Il suffit de lire les Evangiles pour savoir que le monde présent sera anéanti.
Quelle terreur à venir, quand le juge apparaîtra pour tout strictement examiner !
Qui d’entre nous, si on lui proposait de « voir » Dieu maintenant, de son vivant, ne serait pris de crainte ? Je dirais même d’une certaine épouvante. Dieu a toujours ménagé la sensibilité humaine en ne se révélant jamais dans sa pleine Majesté. Quel croyant peut affirmer qu’il ne craindra pas le jugement de Dieu ? La terreur, au jour du jugement, ne viendra pas de Dieu mais, de notre âme, qui, confrontée à la majesté divine, évaluera la valeur de notre vie sur terre.
Mais heureusement, Il connaît mieux que nous la faiblesse de la nature humaine tourmentée, viciée par cette faute originelle dont la cause provient du mauvais usage de la liberté qu’Il a donnée à l’homme. Car nous sommes des êtres libres, nous ne sommes pas des esclaves devant Dieu, des « soumis ». Il nous appelle « fils », c’est-à-dire héritiers (3), sans mérite de notre part, et Il nous demande, oui, Dieu nous demande de l’appeler « Père ». Il se soumet à notre liberté mais celle-ci nous place devant nos responsabilités.
La trompette répand étonnamment ses sons, parmi les sépulcres de tous pays, rassemblant tous les hommes devant le trône. La Mort sera stupéfaite, comme la Nature, quand ressuscitera la créature,
La résurrection est un dogme ; c’est même le dogme fondateur du christianisme.

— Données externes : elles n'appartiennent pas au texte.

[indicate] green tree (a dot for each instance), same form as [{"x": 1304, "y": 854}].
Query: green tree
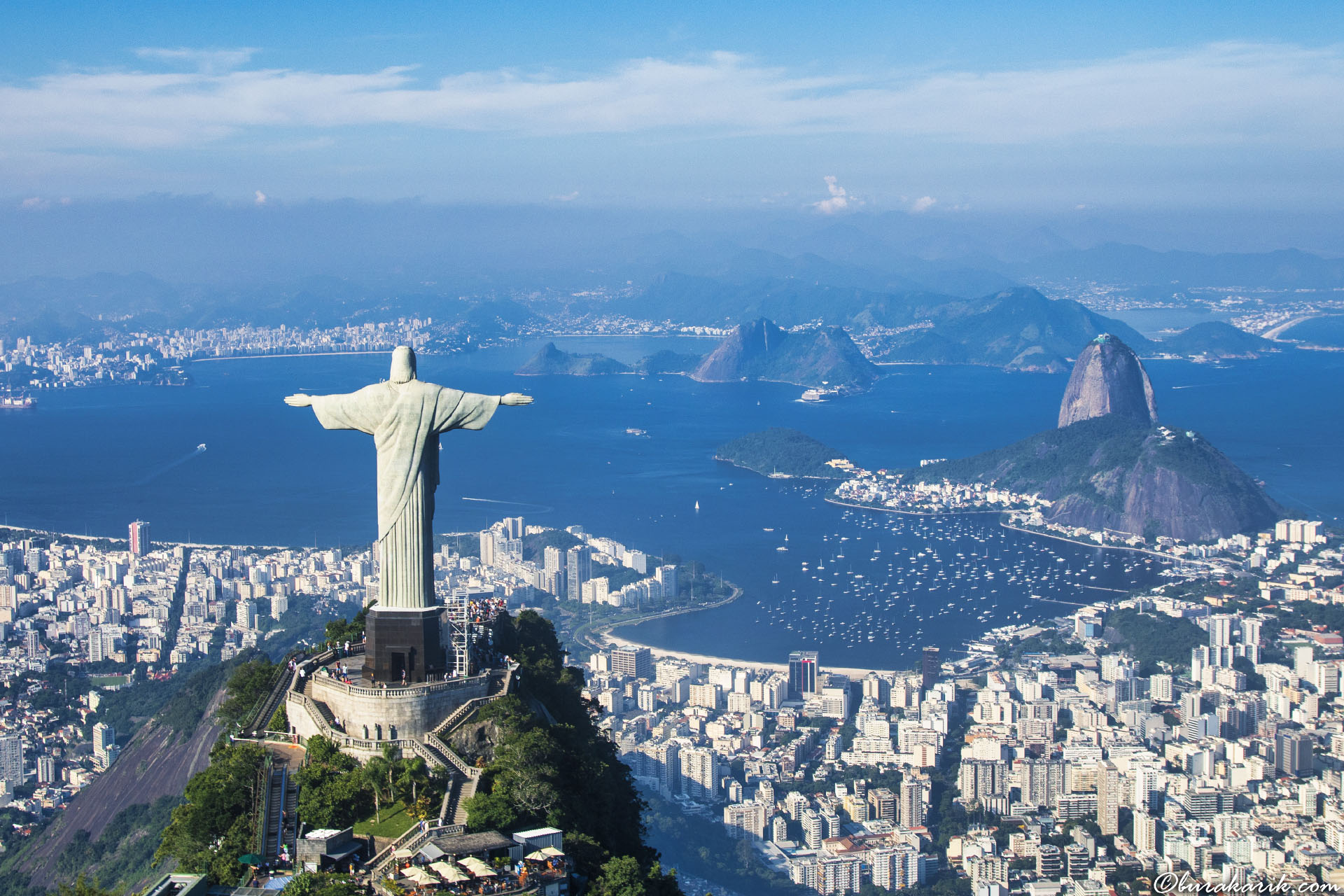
[
  {"x": 323, "y": 884},
  {"x": 245, "y": 690},
  {"x": 378, "y": 777},
  {"x": 412, "y": 776},
  {"x": 214, "y": 827}
]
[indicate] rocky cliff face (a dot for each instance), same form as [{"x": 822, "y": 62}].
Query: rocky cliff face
[
  {"x": 762, "y": 351},
  {"x": 1108, "y": 379},
  {"x": 1179, "y": 485}
]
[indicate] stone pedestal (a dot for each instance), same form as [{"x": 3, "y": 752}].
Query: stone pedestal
[{"x": 403, "y": 640}]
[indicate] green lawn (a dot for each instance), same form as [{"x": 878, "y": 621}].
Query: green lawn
[
  {"x": 106, "y": 681},
  {"x": 396, "y": 822}
]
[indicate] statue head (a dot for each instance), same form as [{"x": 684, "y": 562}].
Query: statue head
[{"x": 403, "y": 365}]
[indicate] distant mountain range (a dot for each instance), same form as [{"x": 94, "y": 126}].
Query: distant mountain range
[
  {"x": 555, "y": 362},
  {"x": 756, "y": 351},
  {"x": 1112, "y": 466},
  {"x": 783, "y": 453},
  {"x": 762, "y": 351}
]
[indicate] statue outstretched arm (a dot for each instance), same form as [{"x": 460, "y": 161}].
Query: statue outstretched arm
[{"x": 360, "y": 410}]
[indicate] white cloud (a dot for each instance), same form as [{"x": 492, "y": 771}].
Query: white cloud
[
  {"x": 839, "y": 200},
  {"x": 1217, "y": 94}
]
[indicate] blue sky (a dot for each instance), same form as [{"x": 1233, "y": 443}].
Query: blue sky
[{"x": 926, "y": 108}]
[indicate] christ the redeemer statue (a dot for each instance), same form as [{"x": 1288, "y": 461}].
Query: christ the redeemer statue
[{"x": 406, "y": 416}]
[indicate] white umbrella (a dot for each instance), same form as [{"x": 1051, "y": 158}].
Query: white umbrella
[
  {"x": 419, "y": 875},
  {"x": 448, "y": 872}
]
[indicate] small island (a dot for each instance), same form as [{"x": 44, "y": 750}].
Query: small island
[{"x": 784, "y": 454}]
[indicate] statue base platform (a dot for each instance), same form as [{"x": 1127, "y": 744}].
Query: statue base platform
[{"x": 403, "y": 641}]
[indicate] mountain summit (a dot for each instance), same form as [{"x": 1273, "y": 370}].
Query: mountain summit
[
  {"x": 1110, "y": 466},
  {"x": 1108, "y": 379},
  {"x": 760, "y": 349}
]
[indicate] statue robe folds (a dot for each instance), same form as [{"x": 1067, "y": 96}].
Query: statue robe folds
[{"x": 406, "y": 421}]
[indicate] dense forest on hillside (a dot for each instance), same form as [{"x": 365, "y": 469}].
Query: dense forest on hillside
[{"x": 783, "y": 451}]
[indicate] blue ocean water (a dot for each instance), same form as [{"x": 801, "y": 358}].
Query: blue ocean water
[{"x": 93, "y": 460}]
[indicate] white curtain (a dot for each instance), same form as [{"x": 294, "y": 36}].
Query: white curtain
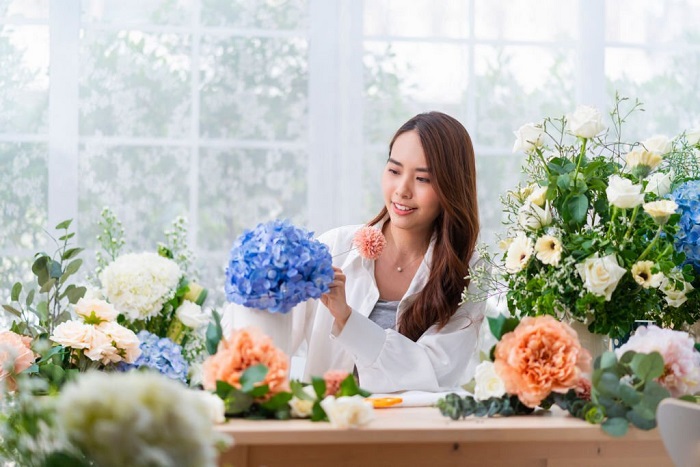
[{"x": 235, "y": 112}]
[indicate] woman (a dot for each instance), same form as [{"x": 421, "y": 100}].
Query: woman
[{"x": 396, "y": 321}]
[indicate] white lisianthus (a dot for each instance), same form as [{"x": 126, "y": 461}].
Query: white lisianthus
[
  {"x": 488, "y": 383},
  {"x": 302, "y": 408},
  {"x": 658, "y": 144},
  {"x": 347, "y": 411},
  {"x": 538, "y": 196},
  {"x": 518, "y": 253},
  {"x": 661, "y": 210},
  {"x": 533, "y": 217},
  {"x": 673, "y": 296},
  {"x": 192, "y": 315},
  {"x": 138, "y": 418},
  {"x": 693, "y": 136},
  {"x": 95, "y": 311},
  {"x": 124, "y": 341},
  {"x": 659, "y": 183},
  {"x": 585, "y": 122},
  {"x": 601, "y": 275},
  {"x": 548, "y": 249},
  {"x": 138, "y": 285},
  {"x": 528, "y": 137},
  {"x": 642, "y": 160},
  {"x": 641, "y": 272},
  {"x": 623, "y": 193}
]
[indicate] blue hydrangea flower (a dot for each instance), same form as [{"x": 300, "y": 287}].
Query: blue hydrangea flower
[
  {"x": 160, "y": 354},
  {"x": 276, "y": 266},
  {"x": 687, "y": 196}
]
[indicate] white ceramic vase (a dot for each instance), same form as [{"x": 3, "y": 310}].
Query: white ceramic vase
[{"x": 277, "y": 326}]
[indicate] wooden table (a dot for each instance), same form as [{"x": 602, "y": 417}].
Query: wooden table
[{"x": 420, "y": 436}]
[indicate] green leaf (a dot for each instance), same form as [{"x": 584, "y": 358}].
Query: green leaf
[
  {"x": 615, "y": 426},
  {"x": 252, "y": 375},
  {"x": 501, "y": 325},
  {"x": 12, "y": 310},
  {"x": 578, "y": 208},
  {"x": 647, "y": 366},
  {"x": 70, "y": 253},
  {"x": 16, "y": 290},
  {"x": 64, "y": 225},
  {"x": 319, "y": 386},
  {"x": 214, "y": 333},
  {"x": 30, "y": 297}
]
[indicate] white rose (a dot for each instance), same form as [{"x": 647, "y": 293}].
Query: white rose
[
  {"x": 601, "y": 275},
  {"x": 102, "y": 310},
  {"x": 674, "y": 297},
  {"x": 623, "y": 193},
  {"x": 693, "y": 136},
  {"x": 519, "y": 252},
  {"x": 125, "y": 340},
  {"x": 660, "y": 210},
  {"x": 538, "y": 196},
  {"x": 348, "y": 412},
  {"x": 528, "y": 137},
  {"x": 213, "y": 403},
  {"x": 585, "y": 122},
  {"x": 548, "y": 250},
  {"x": 533, "y": 217},
  {"x": 488, "y": 383},
  {"x": 659, "y": 184},
  {"x": 658, "y": 144},
  {"x": 192, "y": 315},
  {"x": 302, "y": 408}
]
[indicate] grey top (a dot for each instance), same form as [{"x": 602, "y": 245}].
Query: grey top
[{"x": 384, "y": 314}]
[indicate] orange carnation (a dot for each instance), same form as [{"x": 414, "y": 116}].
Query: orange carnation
[
  {"x": 244, "y": 348},
  {"x": 15, "y": 356},
  {"x": 540, "y": 356}
]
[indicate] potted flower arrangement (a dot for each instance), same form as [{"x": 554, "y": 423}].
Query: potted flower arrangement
[{"x": 595, "y": 233}]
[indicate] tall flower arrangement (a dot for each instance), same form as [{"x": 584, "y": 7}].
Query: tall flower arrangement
[{"x": 591, "y": 231}]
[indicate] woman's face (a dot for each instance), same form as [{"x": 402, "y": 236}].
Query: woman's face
[{"x": 409, "y": 195}]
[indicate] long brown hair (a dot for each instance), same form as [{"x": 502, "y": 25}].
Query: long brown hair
[{"x": 449, "y": 154}]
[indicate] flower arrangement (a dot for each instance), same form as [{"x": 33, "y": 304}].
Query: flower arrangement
[
  {"x": 113, "y": 419},
  {"x": 591, "y": 232},
  {"x": 276, "y": 266},
  {"x": 539, "y": 362},
  {"x": 251, "y": 376}
]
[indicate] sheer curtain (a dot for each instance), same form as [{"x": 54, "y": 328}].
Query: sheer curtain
[{"x": 235, "y": 112}]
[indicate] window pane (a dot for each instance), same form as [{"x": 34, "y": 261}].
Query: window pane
[
  {"x": 135, "y": 84},
  {"x": 419, "y": 18},
  {"x": 403, "y": 79},
  {"x": 527, "y": 20},
  {"x": 510, "y": 91},
  {"x": 24, "y": 80},
  {"x": 241, "y": 188},
  {"x": 256, "y": 14},
  {"x": 23, "y": 195},
  {"x": 146, "y": 187},
  {"x": 137, "y": 12},
  {"x": 254, "y": 88}
]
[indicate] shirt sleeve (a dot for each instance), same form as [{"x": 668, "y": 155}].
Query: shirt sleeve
[{"x": 388, "y": 361}]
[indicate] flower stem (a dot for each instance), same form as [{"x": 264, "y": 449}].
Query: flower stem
[{"x": 651, "y": 245}]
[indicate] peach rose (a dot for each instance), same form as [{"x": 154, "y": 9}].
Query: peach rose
[
  {"x": 247, "y": 347},
  {"x": 15, "y": 356},
  {"x": 540, "y": 356}
]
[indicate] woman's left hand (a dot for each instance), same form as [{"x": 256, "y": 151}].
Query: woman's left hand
[{"x": 335, "y": 299}]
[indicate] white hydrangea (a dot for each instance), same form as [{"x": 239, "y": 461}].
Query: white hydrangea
[
  {"x": 138, "y": 419},
  {"x": 139, "y": 284}
]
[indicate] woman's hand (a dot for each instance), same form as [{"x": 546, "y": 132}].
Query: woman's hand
[{"x": 335, "y": 299}]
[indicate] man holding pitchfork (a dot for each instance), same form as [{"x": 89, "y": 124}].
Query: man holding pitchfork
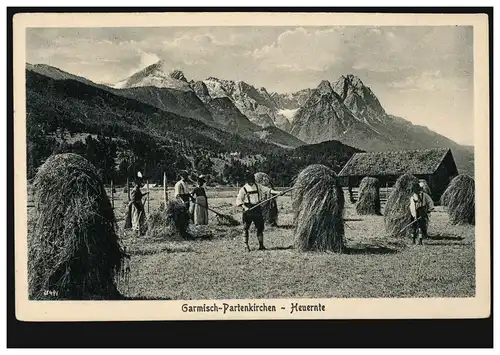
[{"x": 249, "y": 198}]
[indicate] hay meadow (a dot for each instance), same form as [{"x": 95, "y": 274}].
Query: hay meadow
[{"x": 218, "y": 266}]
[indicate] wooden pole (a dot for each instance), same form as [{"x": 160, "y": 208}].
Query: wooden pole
[
  {"x": 147, "y": 182},
  {"x": 112, "y": 196},
  {"x": 128, "y": 190},
  {"x": 165, "y": 191}
]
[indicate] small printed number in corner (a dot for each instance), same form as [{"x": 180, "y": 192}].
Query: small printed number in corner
[{"x": 53, "y": 293}]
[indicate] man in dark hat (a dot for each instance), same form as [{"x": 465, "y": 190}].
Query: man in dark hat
[
  {"x": 249, "y": 196},
  {"x": 181, "y": 189},
  {"x": 421, "y": 206}
]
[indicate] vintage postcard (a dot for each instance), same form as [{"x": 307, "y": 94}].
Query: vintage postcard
[{"x": 199, "y": 166}]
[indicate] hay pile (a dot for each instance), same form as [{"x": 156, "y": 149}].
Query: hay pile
[
  {"x": 270, "y": 208},
  {"x": 425, "y": 187},
  {"x": 74, "y": 250},
  {"x": 368, "y": 197},
  {"x": 318, "y": 203},
  {"x": 459, "y": 200},
  {"x": 397, "y": 209},
  {"x": 171, "y": 222}
]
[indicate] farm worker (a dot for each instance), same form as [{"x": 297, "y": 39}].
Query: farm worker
[
  {"x": 421, "y": 205},
  {"x": 249, "y": 196},
  {"x": 137, "y": 207},
  {"x": 200, "y": 202},
  {"x": 181, "y": 189}
]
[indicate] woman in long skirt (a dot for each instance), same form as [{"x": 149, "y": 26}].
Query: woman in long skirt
[
  {"x": 137, "y": 209},
  {"x": 200, "y": 204}
]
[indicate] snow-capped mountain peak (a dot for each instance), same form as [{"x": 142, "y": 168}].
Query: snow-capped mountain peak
[{"x": 156, "y": 75}]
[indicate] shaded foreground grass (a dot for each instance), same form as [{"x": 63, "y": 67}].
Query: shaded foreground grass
[{"x": 376, "y": 266}]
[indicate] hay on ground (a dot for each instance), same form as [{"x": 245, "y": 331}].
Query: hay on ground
[
  {"x": 318, "y": 203},
  {"x": 459, "y": 200},
  {"x": 368, "y": 197},
  {"x": 397, "y": 209},
  {"x": 270, "y": 208},
  {"x": 169, "y": 223},
  {"x": 74, "y": 251}
]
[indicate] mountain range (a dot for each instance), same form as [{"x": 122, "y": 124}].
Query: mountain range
[{"x": 344, "y": 109}]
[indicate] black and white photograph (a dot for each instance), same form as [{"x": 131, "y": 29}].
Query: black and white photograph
[{"x": 252, "y": 163}]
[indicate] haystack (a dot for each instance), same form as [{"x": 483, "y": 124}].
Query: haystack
[
  {"x": 170, "y": 223},
  {"x": 425, "y": 187},
  {"x": 368, "y": 197},
  {"x": 397, "y": 209},
  {"x": 270, "y": 208},
  {"x": 318, "y": 203},
  {"x": 459, "y": 200},
  {"x": 74, "y": 251}
]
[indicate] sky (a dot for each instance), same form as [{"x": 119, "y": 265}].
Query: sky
[{"x": 421, "y": 73}]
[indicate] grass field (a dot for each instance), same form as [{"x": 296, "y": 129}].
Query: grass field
[{"x": 220, "y": 267}]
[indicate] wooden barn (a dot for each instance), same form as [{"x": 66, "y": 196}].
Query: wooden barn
[{"x": 436, "y": 166}]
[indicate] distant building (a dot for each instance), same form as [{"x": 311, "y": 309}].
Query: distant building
[{"x": 436, "y": 166}]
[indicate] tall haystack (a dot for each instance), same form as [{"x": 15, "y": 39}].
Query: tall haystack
[
  {"x": 425, "y": 187},
  {"x": 171, "y": 222},
  {"x": 270, "y": 208},
  {"x": 368, "y": 197},
  {"x": 459, "y": 200},
  {"x": 74, "y": 251},
  {"x": 397, "y": 209},
  {"x": 318, "y": 203}
]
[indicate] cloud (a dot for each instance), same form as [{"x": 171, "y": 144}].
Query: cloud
[{"x": 431, "y": 81}]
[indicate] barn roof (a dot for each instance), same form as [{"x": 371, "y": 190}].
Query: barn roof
[{"x": 415, "y": 162}]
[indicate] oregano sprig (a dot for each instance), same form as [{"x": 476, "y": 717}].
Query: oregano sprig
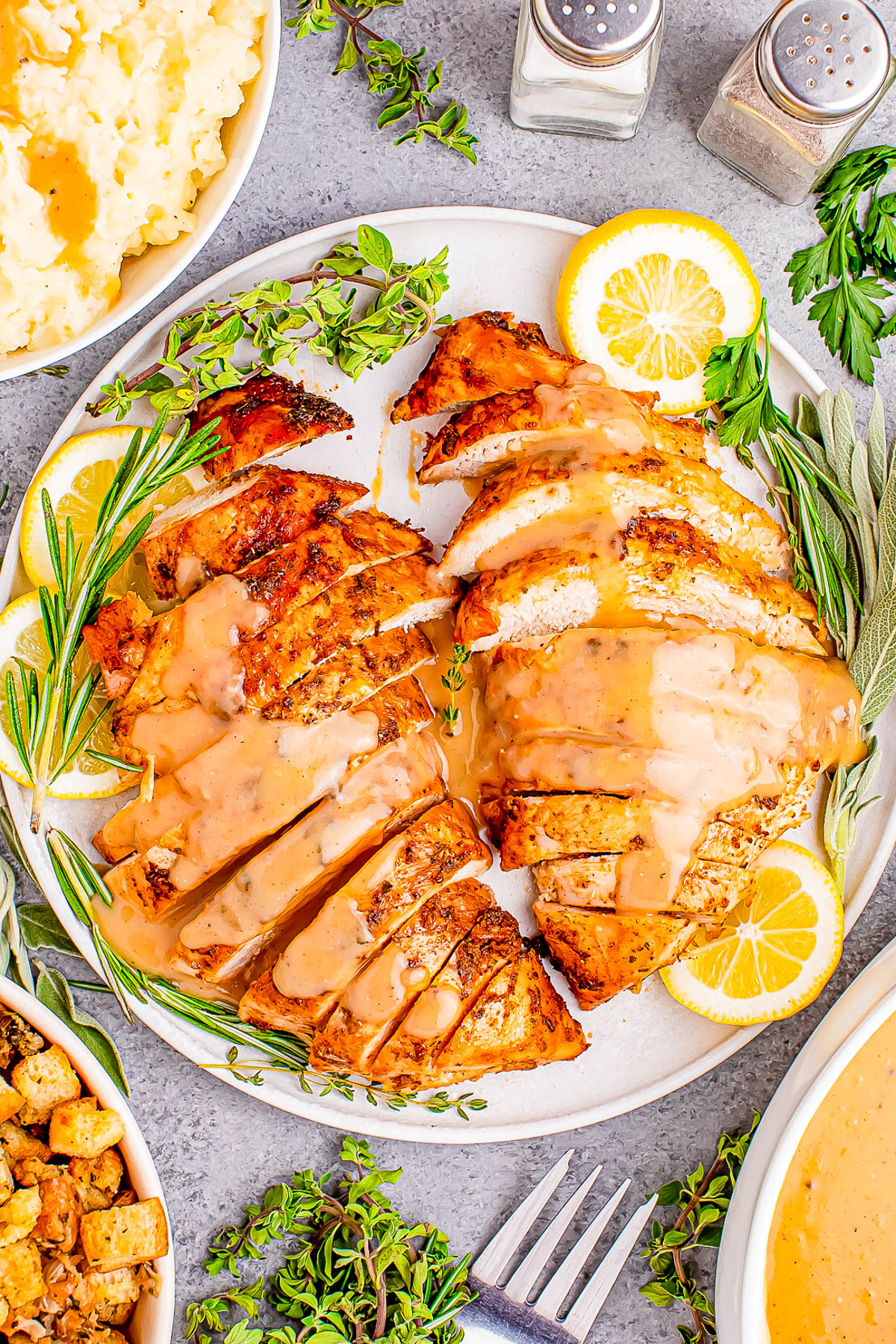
[
  {"x": 206, "y": 349},
  {"x": 393, "y": 73},
  {"x": 702, "y": 1199}
]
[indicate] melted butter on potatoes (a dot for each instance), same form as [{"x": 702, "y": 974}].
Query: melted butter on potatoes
[{"x": 111, "y": 116}]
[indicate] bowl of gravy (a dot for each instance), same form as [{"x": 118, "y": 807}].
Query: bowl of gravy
[{"x": 809, "y": 1248}]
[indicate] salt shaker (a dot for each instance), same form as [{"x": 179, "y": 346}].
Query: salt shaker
[
  {"x": 798, "y": 93},
  {"x": 585, "y": 66}
]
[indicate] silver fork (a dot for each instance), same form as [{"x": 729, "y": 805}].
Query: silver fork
[{"x": 494, "y": 1313}]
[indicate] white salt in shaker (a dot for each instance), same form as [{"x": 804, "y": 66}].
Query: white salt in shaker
[
  {"x": 585, "y": 66},
  {"x": 798, "y": 93}
]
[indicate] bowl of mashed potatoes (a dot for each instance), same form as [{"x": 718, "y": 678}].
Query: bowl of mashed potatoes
[{"x": 127, "y": 129}]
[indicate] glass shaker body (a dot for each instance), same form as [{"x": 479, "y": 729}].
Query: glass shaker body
[
  {"x": 793, "y": 100},
  {"x": 551, "y": 92}
]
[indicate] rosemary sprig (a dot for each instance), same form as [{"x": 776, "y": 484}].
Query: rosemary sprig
[
  {"x": 354, "y": 1269},
  {"x": 454, "y": 680},
  {"x": 272, "y": 1051},
  {"x": 703, "y": 1199},
  {"x": 837, "y": 492},
  {"x": 54, "y": 717},
  {"x": 200, "y": 349},
  {"x": 391, "y": 73}
]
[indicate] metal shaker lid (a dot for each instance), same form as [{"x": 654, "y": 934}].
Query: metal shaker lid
[
  {"x": 824, "y": 60},
  {"x": 595, "y": 33}
]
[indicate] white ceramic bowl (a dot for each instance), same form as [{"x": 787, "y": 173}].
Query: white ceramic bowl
[
  {"x": 143, "y": 279},
  {"x": 741, "y": 1275},
  {"x": 153, "y": 1319}
]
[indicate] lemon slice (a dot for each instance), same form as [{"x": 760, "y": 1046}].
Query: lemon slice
[
  {"x": 649, "y": 293},
  {"x": 77, "y": 479},
  {"x": 775, "y": 954},
  {"x": 22, "y": 638}
]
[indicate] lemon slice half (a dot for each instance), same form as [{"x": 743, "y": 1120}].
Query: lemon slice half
[
  {"x": 77, "y": 477},
  {"x": 649, "y": 293},
  {"x": 775, "y": 954},
  {"x": 22, "y": 640}
]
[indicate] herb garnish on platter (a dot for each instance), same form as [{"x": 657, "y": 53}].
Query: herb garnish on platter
[
  {"x": 200, "y": 347},
  {"x": 391, "y": 73},
  {"x": 837, "y": 492},
  {"x": 703, "y": 1199},
  {"x": 855, "y": 258},
  {"x": 354, "y": 1272},
  {"x": 53, "y": 718}
]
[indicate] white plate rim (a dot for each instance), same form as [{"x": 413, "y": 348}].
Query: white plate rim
[
  {"x": 314, "y": 1108},
  {"x": 741, "y": 1273},
  {"x": 19, "y": 363}
]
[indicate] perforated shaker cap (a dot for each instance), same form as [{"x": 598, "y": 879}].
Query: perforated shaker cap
[
  {"x": 595, "y": 33},
  {"x": 824, "y": 60}
]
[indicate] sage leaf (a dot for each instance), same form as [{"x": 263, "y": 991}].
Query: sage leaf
[
  {"x": 54, "y": 994},
  {"x": 40, "y": 927},
  {"x": 874, "y": 663}
]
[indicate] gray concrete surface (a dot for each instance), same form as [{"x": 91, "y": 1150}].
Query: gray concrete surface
[{"x": 321, "y": 159}]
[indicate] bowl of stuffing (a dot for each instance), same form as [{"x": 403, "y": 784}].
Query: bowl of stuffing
[
  {"x": 127, "y": 134},
  {"x": 85, "y": 1248}
]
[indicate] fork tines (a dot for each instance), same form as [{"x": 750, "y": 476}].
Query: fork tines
[{"x": 489, "y": 1266}]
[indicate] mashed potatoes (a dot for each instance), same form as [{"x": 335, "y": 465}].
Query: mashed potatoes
[{"x": 111, "y": 117}]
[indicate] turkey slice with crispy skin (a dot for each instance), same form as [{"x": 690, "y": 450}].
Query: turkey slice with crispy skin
[
  {"x": 267, "y": 414},
  {"x": 479, "y": 356},
  {"x": 509, "y": 426},
  {"x": 376, "y": 799},
  {"x": 550, "y": 500},
  {"x": 667, "y": 574},
  {"x": 228, "y": 526},
  {"x": 305, "y": 984},
  {"x": 388, "y": 984}
]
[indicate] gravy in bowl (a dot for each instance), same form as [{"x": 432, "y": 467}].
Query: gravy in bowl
[{"x": 832, "y": 1249}]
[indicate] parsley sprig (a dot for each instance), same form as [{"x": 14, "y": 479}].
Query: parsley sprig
[
  {"x": 703, "y": 1199},
  {"x": 280, "y": 319},
  {"x": 393, "y": 73},
  {"x": 856, "y": 255},
  {"x": 837, "y": 491},
  {"x": 354, "y": 1273}
]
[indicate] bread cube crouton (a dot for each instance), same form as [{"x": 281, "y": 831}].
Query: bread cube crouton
[
  {"x": 18, "y": 1216},
  {"x": 11, "y": 1101},
  {"x": 45, "y": 1081},
  {"x": 113, "y": 1238},
  {"x": 6, "y": 1180},
  {"x": 78, "y": 1129},
  {"x": 18, "y": 1144},
  {"x": 57, "y": 1226},
  {"x": 20, "y": 1275},
  {"x": 108, "y": 1297}
]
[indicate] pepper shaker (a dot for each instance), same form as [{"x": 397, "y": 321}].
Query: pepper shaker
[
  {"x": 797, "y": 94},
  {"x": 585, "y": 67}
]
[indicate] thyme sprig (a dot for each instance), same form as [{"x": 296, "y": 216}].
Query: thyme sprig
[
  {"x": 54, "y": 715},
  {"x": 354, "y": 1272},
  {"x": 270, "y": 1050},
  {"x": 280, "y": 319},
  {"x": 454, "y": 680},
  {"x": 393, "y": 73},
  {"x": 703, "y": 1199},
  {"x": 837, "y": 491}
]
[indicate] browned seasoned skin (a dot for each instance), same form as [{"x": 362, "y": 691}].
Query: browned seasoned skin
[
  {"x": 460, "y": 447},
  {"x": 119, "y": 640},
  {"x": 479, "y": 356},
  {"x": 223, "y": 529},
  {"x": 267, "y": 414}
]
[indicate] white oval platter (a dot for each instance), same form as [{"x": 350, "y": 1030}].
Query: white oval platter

Saint-Paul s’écrie : « Si le Christ n’est pas ressuscité, vaine est votre foi, vaine est ma prédication. » Qui ne sera pas stupéfait en présence de cet événement inimaginable que sera la résurrection générale ?
pour être jugée d’après ses réponses. Un livre écrit sera produit, dans lequel tout sera contenu ; d’après quoi le Monde sera jugé. Quand le Juge donc tiendra séance, tout ce qui est caché apparaîtra, et rien d’impuni ne restera.
Il y aura enfin une justice, une vraie justice. N’est-ce pas réconfortant ? Plus de puissants, plus de riches qui peuvent imposer le silence, corrompre les juges ou se payer les meilleurs avocats. Il n’y aura plus que l’homme sans fard, sans habit social.
Mais la créature jugée pourra se justifier, expliquer sa conduite : « pour être jugée d’après ses réponses » est-il dit ci-dessus. Nous aurons encore notre mot à dire !
Que, pauvre de moi, alors dirai-je ? Quel protecteur demanderai-je, quand à peine le juste sera en sûreté ?
En présence de la perfection divine, conscients de notre néant, pourrons-nous demeurer debout, sans crainte alors que le juste (le saint) pèche 7 fois par jour ? (Proverbes 24,16)
Roi de terrible majesté,
Beauté de Dieu, beauté de Sa perfection, beauté de Son intelligence, beauté de Sa grandeur, beauté de Sa Majesté. La liturgie romaine traditionnelle et celle des Eglises orientales n’ont d’autre but que de soulever légèrement le voile qui couvre la majesté divine pour nous laisser entrevoir l’extraordinaire beauté du culte céleste.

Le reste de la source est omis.